My last post was on seat belts for professional drivers, so I am going to stay on the topic of transportation safety. This post is going to remind you about Loading Dock Safety.

  • Chock wheels or use vehicle restraint systems.

  • Secure dock leveler.

  • Use portable jack stands in addition to the forward landing gear of spotted trailers. Too much weight in the nose can tip a trailer.

  • Ensure forklifts used to load/unload trailers are equipped with spotlights.

  • Ensure forklifts side shifts as standard equipment; they increase productivity & help to prevent product damage.

  • Do not allow pedestrians in trailers while a lift truck is loading/unloading.

  • Perform a visual inspection of the trailer prior to driving a lift truck into it.

  • If you require your employees to install or remove security seals for truckloads and containers you should designate a safe area away from the dock to do this. Never allow an employee to stand between a trailer and the dock.

  • Instruct employees not to climb on docks or to place any part of their bodies outside of the dock door. If employees need to climb down into the dock area make sure proper ladders or stairs are provided.

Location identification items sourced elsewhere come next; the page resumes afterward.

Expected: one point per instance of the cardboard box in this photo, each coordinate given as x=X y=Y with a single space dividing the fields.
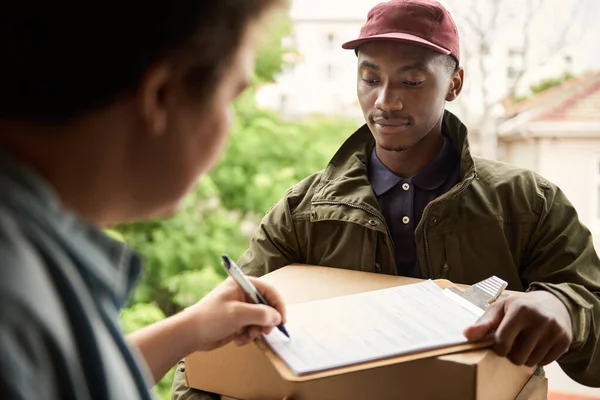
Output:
x=254 y=372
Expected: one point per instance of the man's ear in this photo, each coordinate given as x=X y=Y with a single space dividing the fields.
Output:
x=153 y=93
x=456 y=84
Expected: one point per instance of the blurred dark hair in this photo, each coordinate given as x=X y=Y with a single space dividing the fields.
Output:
x=61 y=60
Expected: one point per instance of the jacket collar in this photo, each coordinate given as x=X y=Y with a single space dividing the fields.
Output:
x=346 y=176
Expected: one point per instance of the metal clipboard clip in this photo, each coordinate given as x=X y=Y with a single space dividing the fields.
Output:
x=483 y=293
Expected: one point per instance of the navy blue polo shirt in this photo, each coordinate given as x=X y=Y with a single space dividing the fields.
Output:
x=402 y=200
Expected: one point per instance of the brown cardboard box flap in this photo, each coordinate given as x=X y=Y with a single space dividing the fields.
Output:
x=255 y=372
x=287 y=374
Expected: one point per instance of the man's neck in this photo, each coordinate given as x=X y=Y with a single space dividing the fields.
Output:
x=407 y=163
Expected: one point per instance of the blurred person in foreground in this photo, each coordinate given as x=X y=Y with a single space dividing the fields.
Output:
x=110 y=116
x=405 y=196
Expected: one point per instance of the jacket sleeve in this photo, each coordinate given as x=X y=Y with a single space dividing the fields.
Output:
x=275 y=243
x=562 y=260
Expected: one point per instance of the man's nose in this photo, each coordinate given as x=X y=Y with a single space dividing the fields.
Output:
x=389 y=99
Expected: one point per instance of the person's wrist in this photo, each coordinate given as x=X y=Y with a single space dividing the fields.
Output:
x=190 y=328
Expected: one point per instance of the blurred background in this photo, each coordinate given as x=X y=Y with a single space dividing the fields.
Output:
x=531 y=98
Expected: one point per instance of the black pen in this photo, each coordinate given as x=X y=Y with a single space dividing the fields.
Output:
x=238 y=275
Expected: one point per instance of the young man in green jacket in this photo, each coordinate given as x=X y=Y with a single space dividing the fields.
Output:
x=405 y=196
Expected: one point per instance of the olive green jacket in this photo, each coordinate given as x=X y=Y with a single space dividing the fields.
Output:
x=498 y=220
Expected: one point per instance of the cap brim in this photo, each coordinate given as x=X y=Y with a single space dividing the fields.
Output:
x=398 y=36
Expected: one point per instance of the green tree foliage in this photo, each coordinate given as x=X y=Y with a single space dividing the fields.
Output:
x=264 y=157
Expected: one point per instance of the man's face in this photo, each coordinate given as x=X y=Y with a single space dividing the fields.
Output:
x=193 y=136
x=402 y=89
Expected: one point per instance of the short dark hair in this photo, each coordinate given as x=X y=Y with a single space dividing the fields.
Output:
x=59 y=60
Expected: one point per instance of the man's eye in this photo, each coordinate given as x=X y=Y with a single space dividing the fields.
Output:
x=370 y=81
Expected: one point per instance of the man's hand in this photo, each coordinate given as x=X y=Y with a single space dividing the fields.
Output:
x=529 y=328
x=224 y=315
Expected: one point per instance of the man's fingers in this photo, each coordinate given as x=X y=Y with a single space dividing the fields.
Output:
x=256 y=314
x=488 y=322
x=554 y=353
x=507 y=332
x=542 y=349
x=525 y=344
x=271 y=295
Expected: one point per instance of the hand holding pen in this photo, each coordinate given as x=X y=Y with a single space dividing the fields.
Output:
x=246 y=284
x=225 y=314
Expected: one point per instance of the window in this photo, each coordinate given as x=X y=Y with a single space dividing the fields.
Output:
x=595 y=211
x=511 y=72
x=330 y=71
x=330 y=40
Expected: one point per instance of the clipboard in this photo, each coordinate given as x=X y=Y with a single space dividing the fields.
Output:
x=255 y=372
x=480 y=295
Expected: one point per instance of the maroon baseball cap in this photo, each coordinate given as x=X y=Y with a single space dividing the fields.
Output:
x=423 y=22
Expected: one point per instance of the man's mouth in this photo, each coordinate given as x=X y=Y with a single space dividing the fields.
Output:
x=391 y=126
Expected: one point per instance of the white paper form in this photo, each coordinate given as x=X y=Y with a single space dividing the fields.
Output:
x=367 y=326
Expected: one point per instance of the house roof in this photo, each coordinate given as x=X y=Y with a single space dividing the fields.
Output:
x=569 y=109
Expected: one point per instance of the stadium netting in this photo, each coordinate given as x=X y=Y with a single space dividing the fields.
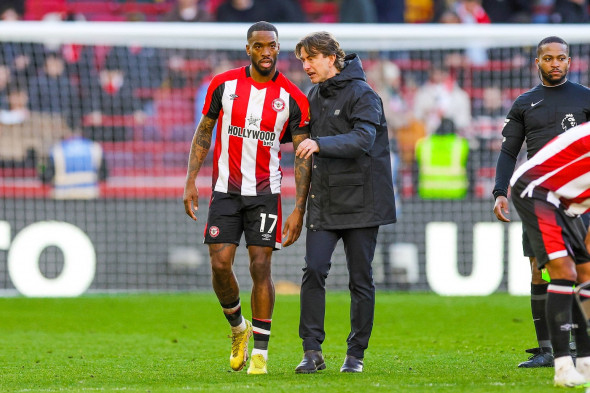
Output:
x=138 y=90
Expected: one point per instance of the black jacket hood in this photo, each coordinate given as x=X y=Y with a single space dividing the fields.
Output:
x=353 y=69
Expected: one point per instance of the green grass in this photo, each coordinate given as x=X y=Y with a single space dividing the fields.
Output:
x=177 y=343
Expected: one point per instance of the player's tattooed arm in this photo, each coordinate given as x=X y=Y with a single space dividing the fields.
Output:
x=199 y=149
x=200 y=145
x=302 y=174
x=294 y=223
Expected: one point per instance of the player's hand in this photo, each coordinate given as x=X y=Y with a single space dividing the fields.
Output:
x=292 y=227
x=191 y=199
x=501 y=207
x=307 y=148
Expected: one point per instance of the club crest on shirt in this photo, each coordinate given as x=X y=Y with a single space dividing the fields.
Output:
x=568 y=122
x=278 y=104
x=214 y=231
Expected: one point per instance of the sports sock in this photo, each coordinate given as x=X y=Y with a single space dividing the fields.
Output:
x=233 y=313
x=261 y=329
x=580 y=332
x=538 y=303
x=560 y=296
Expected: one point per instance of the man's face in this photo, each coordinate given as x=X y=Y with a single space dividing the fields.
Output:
x=318 y=67
x=553 y=63
x=263 y=50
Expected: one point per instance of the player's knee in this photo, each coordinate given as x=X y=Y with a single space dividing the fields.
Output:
x=260 y=268
x=221 y=268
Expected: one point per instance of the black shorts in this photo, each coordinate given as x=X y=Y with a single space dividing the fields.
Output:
x=527 y=249
x=257 y=217
x=552 y=233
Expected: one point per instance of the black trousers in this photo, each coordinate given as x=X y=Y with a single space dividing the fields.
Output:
x=359 y=247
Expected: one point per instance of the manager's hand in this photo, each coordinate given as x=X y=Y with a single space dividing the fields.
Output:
x=191 y=199
x=501 y=207
x=307 y=148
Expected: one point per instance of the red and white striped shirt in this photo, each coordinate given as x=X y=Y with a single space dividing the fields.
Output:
x=560 y=171
x=253 y=119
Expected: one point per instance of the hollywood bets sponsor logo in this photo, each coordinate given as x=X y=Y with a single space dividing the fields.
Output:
x=278 y=104
x=267 y=137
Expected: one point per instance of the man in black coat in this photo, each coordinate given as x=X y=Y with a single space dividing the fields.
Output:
x=351 y=193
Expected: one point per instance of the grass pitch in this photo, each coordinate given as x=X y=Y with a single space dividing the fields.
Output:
x=177 y=343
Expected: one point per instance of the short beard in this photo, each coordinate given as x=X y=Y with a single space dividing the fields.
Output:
x=265 y=72
x=553 y=82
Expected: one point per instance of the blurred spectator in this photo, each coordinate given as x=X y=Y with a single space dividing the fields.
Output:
x=489 y=114
x=440 y=97
x=189 y=11
x=20 y=56
x=570 y=11
x=143 y=67
x=390 y=11
x=442 y=164
x=5 y=79
x=256 y=10
x=9 y=10
x=508 y=11
x=52 y=91
x=111 y=109
x=74 y=167
x=403 y=127
x=27 y=136
x=449 y=16
x=358 y=11
x=471 y=11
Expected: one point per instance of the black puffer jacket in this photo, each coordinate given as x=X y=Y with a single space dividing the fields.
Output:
x=351 y=182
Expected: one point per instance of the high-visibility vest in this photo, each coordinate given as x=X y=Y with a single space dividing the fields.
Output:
x=77 y=162
x=442 y=167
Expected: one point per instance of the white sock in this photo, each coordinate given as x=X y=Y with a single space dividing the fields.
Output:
x=240 y=328
x=563 y=361
x=263 y=352
x=585 y=361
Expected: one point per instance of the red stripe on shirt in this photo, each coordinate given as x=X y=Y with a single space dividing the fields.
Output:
x=269 y=118
x=238 y=119
x=550 y=230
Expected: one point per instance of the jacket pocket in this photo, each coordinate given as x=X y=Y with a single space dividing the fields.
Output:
x=346 y=193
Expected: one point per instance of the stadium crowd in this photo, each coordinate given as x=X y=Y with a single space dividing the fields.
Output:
x=143 y=103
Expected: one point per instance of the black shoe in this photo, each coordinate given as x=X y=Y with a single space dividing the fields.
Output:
x=312 y=362
x=540 y=357
x=352 y=365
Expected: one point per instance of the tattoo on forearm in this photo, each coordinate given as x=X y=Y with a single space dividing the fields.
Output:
x=302 y=174
x=200 y=145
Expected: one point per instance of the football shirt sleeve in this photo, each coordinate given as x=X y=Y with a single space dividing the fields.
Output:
x=213 y=103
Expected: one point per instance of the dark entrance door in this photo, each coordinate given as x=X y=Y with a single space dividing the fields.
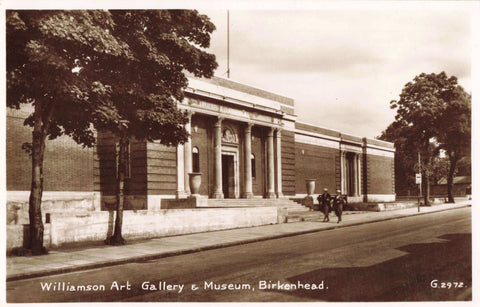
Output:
x=350 y=174
x=228 y=179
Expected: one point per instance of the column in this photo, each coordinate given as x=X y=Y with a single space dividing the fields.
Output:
x=270 y=165
x=278 y=143
x=188 y=153
x=248 y=161
x=218 y=190
x=355 y=175
x=343 y=171
x=180 y=172
x=359 y=168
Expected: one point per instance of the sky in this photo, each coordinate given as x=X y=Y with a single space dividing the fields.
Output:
x=343 y=65
x=342 y=62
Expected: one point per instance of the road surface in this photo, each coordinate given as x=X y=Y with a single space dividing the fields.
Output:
x=420 y=258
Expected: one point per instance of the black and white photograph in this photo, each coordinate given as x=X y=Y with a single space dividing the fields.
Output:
x=229 y=152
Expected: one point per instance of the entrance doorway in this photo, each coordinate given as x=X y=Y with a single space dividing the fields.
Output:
x=228 y=176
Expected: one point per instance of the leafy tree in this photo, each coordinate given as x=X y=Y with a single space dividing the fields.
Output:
x=454 y=129
x=433 y=113
x=90 y=70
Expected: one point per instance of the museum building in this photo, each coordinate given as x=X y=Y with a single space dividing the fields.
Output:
x=245 y=143
x=253 y=157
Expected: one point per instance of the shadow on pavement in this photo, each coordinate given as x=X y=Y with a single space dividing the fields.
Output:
x=407 y=278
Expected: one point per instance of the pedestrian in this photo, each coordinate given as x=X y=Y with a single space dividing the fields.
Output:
x=338 y=203
x=324 y=202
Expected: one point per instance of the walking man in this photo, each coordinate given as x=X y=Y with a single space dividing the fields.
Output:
x=324 y=202
x=338 y=203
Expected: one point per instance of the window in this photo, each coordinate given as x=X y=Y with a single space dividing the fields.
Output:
x=254 y=172
x=127 y=159
x=195 y=160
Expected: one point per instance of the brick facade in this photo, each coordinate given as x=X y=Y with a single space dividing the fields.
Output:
x=67 y=165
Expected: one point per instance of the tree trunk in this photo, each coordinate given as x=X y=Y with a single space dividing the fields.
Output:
x=451 y=172
x=36 y=190
x=117 y=238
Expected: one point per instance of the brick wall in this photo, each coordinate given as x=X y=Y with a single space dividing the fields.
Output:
x=67 y=165
x=380 y=178
x=161 y=169
x=315 y=162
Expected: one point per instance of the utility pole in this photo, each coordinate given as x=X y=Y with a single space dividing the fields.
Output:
x=420 y=185
x=228 y=44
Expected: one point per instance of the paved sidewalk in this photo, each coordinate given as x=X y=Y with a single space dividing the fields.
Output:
x=69 y=260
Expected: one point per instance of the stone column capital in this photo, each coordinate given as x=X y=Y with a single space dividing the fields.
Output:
x=270 y=132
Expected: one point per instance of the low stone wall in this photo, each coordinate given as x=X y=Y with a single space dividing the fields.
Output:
x=90 y=226
x=52 y=202
x=377 y=207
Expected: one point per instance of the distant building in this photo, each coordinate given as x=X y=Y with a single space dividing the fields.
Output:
x=462 y=186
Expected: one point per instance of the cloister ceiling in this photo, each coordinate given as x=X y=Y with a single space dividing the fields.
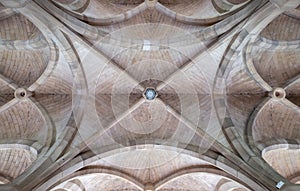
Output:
x=183 y=95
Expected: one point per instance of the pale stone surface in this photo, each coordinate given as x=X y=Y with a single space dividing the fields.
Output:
x=73 y=77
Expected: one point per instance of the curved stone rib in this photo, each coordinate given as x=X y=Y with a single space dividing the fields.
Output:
x=251 y=121
x=9 y=104
x=8 y=82
x=50 y=136
x=292 y=82
x=82 y=28
x=294 y=13
x=73 y=5
x=190 y=20
x=32 y=44
x=248 y=60
x=5 y=13
x=291 y=105
x=77 y=183
x=112 y=19
x=228 y=23
x=52 y=63
x=264 y=43
x=185 y=171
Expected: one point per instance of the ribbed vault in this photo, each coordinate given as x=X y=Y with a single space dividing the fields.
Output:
x=149 y=95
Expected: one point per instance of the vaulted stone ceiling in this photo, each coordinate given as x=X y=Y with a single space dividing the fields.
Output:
x=183 y=95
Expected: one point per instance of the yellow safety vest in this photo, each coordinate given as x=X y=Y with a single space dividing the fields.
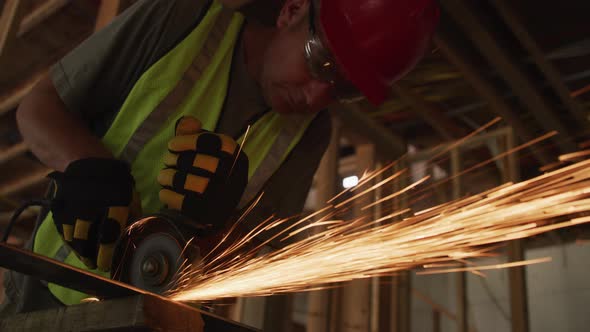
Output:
x=192 y=79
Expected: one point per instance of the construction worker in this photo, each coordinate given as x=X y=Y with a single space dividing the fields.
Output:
x=106 y=116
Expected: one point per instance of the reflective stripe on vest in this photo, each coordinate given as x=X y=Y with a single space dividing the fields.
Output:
x=166 y=91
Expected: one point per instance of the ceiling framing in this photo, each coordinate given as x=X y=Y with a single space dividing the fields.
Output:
x=489 y=58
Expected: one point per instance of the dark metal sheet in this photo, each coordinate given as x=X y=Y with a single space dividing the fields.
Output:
x=56 y=272
x=50 y=270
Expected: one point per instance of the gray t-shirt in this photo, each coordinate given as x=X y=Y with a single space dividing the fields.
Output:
x=95 y=79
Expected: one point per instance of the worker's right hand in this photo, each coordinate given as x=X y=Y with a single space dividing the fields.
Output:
x=90 y=207
x=205 y=175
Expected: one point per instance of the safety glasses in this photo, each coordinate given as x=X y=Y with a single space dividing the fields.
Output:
x=323 y=67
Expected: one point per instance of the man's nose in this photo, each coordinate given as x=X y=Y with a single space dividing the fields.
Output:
x=318 y=94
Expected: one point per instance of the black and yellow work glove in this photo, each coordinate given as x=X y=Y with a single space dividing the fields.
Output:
x=205 y=174
x=90 y=207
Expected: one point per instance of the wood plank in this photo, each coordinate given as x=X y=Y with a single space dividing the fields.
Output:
x=39 y=14
x=12 y=14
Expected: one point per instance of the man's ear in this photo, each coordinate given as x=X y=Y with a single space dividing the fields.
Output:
x=292 y=13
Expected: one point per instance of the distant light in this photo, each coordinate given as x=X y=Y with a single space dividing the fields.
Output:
x=350 y=182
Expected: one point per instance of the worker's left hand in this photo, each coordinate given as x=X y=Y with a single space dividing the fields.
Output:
x=91 y=205
x=205 y=175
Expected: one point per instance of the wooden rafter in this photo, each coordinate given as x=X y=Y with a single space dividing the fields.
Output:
x=10 y=100
x=109 y=9
x=12 y=14
x=38 y=15
x=12 y=152
x=447 y=128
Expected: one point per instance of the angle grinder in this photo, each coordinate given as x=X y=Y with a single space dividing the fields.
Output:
x=154 y=250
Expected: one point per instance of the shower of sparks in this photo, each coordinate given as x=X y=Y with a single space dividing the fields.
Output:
x=443 y=238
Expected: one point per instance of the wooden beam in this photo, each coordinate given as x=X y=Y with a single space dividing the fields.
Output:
x=136 y=313
x=513 y=75
x=12 y=152
x=517 y=276
x=487 y=91
x=108 y=10
x=12 y=14
x=388 y=145
x=39 y=14
x=11 y=100
x=553 y=76
x=461 y=277
x=445 y=127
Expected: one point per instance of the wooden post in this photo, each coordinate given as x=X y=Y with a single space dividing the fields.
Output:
x=12 y=14
x=461 y=278
x=515 y=251
x=108 y=10
x=356 y=294
x=318 y=314
x=435 y=321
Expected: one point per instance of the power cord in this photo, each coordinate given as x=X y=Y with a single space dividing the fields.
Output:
x=34 y=202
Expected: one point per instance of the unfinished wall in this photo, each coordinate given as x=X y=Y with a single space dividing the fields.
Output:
x=559 y=294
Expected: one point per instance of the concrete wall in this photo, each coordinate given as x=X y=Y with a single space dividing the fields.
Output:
x=558 y=291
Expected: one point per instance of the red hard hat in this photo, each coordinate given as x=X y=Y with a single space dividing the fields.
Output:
x=376 y=42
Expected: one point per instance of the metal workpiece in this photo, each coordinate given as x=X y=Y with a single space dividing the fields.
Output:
x=143 y=312
x=121 y=308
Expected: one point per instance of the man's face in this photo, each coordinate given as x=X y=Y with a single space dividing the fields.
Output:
x=286 y=81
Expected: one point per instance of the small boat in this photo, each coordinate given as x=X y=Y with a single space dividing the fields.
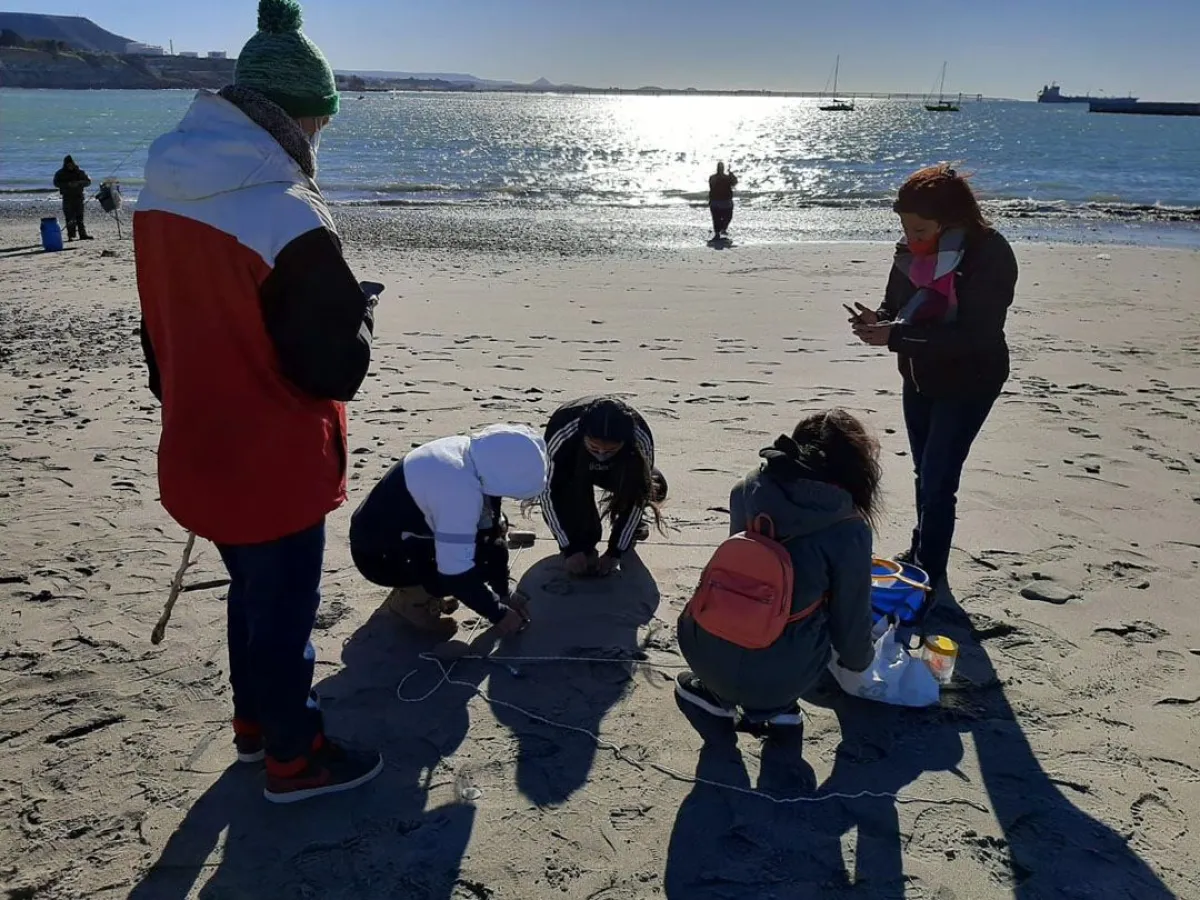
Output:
x=943 y=105
x=834 y=105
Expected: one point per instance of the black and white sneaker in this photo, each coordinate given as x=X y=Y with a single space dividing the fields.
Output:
x=781 y=725
x=690 y=689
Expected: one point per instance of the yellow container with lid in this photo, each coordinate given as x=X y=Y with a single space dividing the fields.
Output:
x=941 y=654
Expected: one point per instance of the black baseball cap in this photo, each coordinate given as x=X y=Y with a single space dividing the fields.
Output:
x=607 y=419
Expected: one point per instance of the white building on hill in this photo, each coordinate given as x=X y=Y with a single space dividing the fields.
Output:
x=136 y=48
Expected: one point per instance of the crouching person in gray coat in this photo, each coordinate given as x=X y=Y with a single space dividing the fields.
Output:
x=819 y=491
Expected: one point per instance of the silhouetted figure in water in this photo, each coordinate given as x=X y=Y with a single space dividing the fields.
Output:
x=720 y=199
x=71 y=181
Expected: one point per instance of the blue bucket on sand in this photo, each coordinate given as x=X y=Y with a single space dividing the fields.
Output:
x=899 y=591
x=52 y=235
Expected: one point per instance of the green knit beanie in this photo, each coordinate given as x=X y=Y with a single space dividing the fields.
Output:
x=286 y=66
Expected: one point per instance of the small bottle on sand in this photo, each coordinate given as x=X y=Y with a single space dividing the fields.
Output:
x=940 y=654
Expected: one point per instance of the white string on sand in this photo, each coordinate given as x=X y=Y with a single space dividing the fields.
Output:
x=619 y=754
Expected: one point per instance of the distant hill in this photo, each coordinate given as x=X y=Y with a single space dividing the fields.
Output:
x=75 y=30
x=450 y=77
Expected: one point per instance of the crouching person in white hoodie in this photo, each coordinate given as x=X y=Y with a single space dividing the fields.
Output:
x=432 y=528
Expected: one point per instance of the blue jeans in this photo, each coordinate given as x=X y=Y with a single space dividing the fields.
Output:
x=940 y=436
x=274 y=594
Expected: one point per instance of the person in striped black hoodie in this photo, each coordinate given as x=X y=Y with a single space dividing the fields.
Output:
x=600 y=442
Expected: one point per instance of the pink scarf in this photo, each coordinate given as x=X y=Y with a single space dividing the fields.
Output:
x=936 y=300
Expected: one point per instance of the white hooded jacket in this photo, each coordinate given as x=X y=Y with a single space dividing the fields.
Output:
x=449 y=479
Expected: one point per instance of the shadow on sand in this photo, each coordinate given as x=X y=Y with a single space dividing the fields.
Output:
x=725 y=845
x=376 y=841
x=571 y=617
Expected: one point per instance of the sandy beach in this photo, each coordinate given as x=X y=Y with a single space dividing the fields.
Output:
x=1066 y=766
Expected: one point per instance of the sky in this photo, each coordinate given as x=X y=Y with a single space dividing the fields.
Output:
x=1005 y=48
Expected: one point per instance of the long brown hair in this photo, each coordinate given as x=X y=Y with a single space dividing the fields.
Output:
x=943 y=196
x=635 y=486
x=847 y=455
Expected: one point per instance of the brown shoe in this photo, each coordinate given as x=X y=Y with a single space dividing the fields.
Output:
x=421 y=611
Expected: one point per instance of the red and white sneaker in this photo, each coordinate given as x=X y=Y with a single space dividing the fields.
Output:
x=327 y=768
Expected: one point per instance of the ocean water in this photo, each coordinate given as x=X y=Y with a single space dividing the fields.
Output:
x=1053 y=163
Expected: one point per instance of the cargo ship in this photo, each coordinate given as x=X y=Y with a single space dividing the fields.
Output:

  • Train all employees that work in dock areas on the hazards, not just lift truck operators.

Remember Trailer Loading Procedure. For Palletized Loads :

  • Ensure trailers have chocks, and portable jack stands for spotted trailers.

  • Plan before you start to load. Stage the load so that you know how much cargo you have, what goes first, what gets stacked, etc.
  • Distribute the weight of the cargo evenly as you load, in the fore-to-aft as well as left-to-right.

  • Keep the center of gravity low; place heavier items lower on the trailer and lighter ones higher if you have to stack.

  • Secure the load, use load locks, ratchet straps, etc.

  • Watch the weight; too heavy and the trailer could split.